Her middle-aged granddaughter’s comments 100 years later:
What was in the headlines a hundred years ago today? I’m not sure what was in the newspaper that Grandma and her sister Ruth were reading, but I was surprised to discover that the New York Times had an article about the son of Russian Tsar Nicholas II.
Whew, a hundred years ago Russia was still ruled by a Tsar! Grandma was writing before the beginning of the Soviet Union . . . and before the Russian Revolution.
CZAREVITCH IS ILL AGAIN
Heir to the Throne is Again Confined to His Bed
London, Tuesday, Jan. 14—The correspondent in St. Petersburg telegraphs:
After being present at the Christmas festivities of the garrison at the palace of Tsarskoe Selo, the Czarevitch, who was mysteriously ill in the autumn is again confined to his bed.

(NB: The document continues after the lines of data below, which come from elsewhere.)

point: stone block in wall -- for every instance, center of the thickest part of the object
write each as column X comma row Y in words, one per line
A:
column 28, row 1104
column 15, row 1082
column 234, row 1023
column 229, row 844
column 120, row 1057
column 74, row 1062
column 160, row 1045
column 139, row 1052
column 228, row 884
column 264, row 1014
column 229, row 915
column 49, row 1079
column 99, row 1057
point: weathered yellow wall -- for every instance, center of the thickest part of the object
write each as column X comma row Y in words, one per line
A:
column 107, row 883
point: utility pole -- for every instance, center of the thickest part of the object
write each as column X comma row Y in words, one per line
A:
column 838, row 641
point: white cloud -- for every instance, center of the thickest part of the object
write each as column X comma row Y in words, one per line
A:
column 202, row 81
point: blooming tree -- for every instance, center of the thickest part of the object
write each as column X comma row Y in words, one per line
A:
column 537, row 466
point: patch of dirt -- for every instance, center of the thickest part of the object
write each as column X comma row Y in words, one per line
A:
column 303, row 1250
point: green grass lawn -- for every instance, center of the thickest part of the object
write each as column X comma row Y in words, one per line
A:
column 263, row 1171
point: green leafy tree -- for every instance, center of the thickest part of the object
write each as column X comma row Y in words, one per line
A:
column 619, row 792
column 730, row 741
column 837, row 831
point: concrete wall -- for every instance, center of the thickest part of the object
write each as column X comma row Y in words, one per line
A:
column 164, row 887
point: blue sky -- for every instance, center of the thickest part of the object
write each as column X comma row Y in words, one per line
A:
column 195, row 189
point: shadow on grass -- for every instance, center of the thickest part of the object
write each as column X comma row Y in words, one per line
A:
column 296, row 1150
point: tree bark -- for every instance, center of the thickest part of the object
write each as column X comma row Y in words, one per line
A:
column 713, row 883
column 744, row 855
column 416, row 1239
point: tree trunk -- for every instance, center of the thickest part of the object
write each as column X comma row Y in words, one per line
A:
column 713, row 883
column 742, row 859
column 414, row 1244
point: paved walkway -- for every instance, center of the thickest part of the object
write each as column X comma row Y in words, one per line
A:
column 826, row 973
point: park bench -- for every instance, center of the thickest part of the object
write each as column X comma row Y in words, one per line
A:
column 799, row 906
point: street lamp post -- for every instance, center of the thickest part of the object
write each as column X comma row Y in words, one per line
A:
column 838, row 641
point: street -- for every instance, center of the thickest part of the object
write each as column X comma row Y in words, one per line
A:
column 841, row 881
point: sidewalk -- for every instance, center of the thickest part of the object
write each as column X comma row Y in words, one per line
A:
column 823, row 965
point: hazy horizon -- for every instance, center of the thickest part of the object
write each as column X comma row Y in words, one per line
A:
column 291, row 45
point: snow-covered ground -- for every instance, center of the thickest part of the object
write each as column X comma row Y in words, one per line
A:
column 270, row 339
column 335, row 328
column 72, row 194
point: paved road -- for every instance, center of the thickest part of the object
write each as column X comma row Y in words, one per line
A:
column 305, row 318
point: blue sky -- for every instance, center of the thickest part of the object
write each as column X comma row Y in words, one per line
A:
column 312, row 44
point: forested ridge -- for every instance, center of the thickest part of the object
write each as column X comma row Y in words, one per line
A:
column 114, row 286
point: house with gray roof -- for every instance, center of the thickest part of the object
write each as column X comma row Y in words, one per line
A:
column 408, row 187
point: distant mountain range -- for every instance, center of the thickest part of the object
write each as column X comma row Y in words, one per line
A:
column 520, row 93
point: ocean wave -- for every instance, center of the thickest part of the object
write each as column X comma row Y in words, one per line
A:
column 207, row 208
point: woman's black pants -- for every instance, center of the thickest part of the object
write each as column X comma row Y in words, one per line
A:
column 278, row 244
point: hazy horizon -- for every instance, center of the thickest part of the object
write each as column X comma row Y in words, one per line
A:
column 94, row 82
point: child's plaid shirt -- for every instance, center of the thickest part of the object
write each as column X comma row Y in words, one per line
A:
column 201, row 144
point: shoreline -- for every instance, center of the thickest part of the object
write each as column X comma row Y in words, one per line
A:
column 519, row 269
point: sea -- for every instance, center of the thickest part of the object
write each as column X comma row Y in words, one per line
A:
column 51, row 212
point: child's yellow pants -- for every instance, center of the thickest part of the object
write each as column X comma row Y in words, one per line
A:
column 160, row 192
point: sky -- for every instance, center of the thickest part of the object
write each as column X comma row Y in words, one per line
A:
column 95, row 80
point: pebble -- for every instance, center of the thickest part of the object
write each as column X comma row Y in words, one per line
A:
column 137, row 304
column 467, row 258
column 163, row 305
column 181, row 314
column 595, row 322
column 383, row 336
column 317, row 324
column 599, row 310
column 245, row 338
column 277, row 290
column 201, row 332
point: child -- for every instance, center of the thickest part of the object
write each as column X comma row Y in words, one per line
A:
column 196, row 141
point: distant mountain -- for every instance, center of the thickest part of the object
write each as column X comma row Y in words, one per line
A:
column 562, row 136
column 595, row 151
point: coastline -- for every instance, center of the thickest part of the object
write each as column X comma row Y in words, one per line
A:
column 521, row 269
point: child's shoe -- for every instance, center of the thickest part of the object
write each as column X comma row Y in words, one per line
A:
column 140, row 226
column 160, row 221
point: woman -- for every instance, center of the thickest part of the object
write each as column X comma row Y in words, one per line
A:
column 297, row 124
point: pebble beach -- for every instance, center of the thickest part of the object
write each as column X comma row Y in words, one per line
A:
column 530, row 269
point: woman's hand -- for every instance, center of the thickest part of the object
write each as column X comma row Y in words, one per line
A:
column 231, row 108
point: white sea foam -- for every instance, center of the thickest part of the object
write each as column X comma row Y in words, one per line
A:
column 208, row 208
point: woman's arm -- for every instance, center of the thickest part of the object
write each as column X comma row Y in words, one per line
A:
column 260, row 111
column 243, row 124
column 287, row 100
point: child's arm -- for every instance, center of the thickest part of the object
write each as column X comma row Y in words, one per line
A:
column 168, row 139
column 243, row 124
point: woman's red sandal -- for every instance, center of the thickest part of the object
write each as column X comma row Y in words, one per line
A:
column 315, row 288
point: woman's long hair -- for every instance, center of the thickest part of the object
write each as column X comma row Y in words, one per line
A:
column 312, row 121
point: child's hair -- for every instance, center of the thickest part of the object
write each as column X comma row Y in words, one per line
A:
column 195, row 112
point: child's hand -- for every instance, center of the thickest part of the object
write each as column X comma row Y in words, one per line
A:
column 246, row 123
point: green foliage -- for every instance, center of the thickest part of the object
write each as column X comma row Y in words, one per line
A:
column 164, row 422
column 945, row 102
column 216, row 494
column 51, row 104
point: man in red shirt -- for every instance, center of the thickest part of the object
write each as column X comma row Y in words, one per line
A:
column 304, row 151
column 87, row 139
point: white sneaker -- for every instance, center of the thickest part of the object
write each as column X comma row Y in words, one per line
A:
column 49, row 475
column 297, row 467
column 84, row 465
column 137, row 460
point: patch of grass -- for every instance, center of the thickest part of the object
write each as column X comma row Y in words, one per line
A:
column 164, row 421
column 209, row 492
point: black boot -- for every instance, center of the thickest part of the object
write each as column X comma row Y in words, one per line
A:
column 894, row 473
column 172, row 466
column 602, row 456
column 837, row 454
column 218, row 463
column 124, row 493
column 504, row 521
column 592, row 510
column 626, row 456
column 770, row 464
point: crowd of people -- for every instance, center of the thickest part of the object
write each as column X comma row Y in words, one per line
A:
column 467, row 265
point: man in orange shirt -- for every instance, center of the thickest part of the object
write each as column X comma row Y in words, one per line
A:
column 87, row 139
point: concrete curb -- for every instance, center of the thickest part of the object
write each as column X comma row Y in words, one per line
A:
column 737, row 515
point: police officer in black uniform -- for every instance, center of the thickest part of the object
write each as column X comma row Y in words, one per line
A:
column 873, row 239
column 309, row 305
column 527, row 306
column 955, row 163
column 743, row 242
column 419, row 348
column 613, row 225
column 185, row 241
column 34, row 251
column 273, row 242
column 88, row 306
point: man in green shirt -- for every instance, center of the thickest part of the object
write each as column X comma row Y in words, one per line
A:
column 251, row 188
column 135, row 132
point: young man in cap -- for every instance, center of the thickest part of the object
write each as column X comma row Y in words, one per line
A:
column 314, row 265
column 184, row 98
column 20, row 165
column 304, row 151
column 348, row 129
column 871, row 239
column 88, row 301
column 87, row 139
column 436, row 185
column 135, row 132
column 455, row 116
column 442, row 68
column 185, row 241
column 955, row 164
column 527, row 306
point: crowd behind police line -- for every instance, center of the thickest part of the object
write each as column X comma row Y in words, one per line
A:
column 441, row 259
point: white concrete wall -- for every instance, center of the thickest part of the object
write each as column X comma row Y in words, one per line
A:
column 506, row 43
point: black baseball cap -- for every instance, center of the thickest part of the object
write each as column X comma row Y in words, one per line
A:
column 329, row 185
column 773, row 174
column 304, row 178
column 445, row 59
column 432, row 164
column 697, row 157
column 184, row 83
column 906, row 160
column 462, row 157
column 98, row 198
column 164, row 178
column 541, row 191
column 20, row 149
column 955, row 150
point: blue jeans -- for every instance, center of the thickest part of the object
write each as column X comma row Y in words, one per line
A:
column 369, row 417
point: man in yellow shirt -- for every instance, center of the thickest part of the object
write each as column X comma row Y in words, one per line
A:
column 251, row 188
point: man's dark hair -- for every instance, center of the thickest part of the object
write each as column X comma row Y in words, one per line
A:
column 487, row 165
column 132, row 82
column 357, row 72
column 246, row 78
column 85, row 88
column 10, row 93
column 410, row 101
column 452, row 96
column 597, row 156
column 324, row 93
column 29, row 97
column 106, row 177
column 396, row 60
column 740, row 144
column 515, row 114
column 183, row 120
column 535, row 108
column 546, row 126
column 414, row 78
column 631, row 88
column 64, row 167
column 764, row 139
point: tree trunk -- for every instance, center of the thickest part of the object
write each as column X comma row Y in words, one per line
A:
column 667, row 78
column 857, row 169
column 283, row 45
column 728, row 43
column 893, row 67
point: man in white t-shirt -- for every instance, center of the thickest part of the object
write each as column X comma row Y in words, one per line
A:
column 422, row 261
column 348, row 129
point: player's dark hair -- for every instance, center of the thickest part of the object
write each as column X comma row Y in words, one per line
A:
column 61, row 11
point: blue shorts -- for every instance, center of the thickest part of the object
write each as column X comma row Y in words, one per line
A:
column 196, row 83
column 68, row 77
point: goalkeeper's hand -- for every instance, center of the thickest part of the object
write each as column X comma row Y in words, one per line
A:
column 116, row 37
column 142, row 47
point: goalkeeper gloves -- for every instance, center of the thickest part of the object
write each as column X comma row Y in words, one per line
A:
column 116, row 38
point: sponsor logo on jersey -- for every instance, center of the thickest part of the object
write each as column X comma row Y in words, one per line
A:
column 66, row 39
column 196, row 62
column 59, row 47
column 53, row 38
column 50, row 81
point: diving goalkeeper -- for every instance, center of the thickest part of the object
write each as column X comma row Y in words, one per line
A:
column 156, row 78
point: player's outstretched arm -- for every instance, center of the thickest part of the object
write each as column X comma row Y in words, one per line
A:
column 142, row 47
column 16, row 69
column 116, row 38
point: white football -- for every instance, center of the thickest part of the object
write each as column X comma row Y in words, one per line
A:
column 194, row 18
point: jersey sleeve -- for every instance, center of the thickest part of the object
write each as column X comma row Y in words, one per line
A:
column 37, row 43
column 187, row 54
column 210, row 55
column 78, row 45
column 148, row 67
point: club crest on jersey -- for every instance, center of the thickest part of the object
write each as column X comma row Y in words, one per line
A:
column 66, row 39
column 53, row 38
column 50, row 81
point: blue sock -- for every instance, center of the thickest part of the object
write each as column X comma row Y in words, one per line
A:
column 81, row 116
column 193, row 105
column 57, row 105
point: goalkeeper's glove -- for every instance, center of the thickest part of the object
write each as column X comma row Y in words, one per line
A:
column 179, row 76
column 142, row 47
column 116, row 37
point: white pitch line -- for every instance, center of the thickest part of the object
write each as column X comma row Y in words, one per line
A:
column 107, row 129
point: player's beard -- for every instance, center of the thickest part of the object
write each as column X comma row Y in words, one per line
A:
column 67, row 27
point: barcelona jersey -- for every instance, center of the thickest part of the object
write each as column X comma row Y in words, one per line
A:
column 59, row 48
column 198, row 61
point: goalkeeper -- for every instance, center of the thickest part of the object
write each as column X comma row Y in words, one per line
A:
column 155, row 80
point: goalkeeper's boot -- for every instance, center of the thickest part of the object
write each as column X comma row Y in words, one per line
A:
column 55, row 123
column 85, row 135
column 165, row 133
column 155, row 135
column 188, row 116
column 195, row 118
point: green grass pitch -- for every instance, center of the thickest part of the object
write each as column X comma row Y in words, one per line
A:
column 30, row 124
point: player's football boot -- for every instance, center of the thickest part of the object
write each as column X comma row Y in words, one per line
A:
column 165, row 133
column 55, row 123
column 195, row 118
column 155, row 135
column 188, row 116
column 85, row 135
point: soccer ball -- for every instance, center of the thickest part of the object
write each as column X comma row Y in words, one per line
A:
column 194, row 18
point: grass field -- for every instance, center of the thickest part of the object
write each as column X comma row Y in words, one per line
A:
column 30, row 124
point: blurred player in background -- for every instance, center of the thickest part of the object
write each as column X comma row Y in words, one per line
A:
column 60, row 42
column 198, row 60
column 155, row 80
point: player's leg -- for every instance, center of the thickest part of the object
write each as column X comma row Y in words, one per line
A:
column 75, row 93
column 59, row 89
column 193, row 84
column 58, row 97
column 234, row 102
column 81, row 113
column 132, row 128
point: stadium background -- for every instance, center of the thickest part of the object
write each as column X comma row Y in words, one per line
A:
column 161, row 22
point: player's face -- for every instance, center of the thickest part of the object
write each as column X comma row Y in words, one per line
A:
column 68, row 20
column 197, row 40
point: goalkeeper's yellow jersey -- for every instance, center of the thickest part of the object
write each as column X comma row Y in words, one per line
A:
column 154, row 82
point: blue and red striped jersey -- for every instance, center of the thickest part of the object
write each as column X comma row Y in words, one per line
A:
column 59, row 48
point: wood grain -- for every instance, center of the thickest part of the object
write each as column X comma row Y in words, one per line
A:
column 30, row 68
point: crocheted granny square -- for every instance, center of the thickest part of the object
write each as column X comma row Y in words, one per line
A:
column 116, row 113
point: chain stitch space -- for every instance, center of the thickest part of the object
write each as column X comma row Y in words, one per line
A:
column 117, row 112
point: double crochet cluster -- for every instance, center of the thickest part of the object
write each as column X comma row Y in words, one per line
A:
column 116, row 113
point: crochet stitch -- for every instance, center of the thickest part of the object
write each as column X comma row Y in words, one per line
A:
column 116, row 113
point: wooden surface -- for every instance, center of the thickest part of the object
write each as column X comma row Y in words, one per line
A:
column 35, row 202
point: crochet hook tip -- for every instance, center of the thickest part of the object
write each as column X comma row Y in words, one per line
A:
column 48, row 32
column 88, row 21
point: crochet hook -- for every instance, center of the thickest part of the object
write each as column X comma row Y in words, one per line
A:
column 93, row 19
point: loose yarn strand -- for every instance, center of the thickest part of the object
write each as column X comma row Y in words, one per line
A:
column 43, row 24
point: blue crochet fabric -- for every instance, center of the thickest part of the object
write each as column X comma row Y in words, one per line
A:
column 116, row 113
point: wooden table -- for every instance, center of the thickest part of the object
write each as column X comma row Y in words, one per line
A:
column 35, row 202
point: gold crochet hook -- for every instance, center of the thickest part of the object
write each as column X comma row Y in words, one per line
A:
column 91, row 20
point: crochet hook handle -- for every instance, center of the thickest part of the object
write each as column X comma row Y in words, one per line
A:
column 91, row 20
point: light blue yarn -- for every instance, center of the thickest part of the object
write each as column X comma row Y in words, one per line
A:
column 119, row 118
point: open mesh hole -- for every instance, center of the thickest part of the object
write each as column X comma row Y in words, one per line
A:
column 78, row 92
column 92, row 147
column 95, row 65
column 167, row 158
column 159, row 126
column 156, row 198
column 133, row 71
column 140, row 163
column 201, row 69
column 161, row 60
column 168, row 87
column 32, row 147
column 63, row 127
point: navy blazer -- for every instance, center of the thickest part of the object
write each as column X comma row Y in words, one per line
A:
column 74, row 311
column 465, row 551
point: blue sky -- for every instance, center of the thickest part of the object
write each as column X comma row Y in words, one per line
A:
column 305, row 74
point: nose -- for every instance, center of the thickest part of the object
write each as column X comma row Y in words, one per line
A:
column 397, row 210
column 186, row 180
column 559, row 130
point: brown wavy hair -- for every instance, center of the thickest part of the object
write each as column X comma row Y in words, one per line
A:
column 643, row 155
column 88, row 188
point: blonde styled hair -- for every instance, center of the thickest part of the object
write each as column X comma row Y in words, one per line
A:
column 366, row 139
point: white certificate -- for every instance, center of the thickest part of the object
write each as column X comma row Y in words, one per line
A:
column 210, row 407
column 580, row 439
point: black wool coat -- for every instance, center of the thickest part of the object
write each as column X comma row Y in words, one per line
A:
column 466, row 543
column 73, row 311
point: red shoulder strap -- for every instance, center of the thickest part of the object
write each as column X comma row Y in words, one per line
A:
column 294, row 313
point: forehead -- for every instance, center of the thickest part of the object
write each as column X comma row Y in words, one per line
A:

The Dowager Empress, who has been suffering from lumbago, is obliged to keep to her bed.
Owing to the unfavorable impression caused by the cancellation of the New Year’s reception, which was to have been held at the Winter Palace today, the Czar with receive the Diplomatic Corps at the palace of Tsarskoe Selo.
New York Times (January 14, 1913)
Alexei, the oldest son of the Tsar had hemophilia –and that’s probably why he was ill a hundred years ago today. His mother Alexandra believed that a monk named Rasputin was the only person who knew how to cure him. As a result Rasputin became extremely powerful. This was seen as scandalous by many in Russia, and helped bring about the Russian Revolution and the end of the Tsars.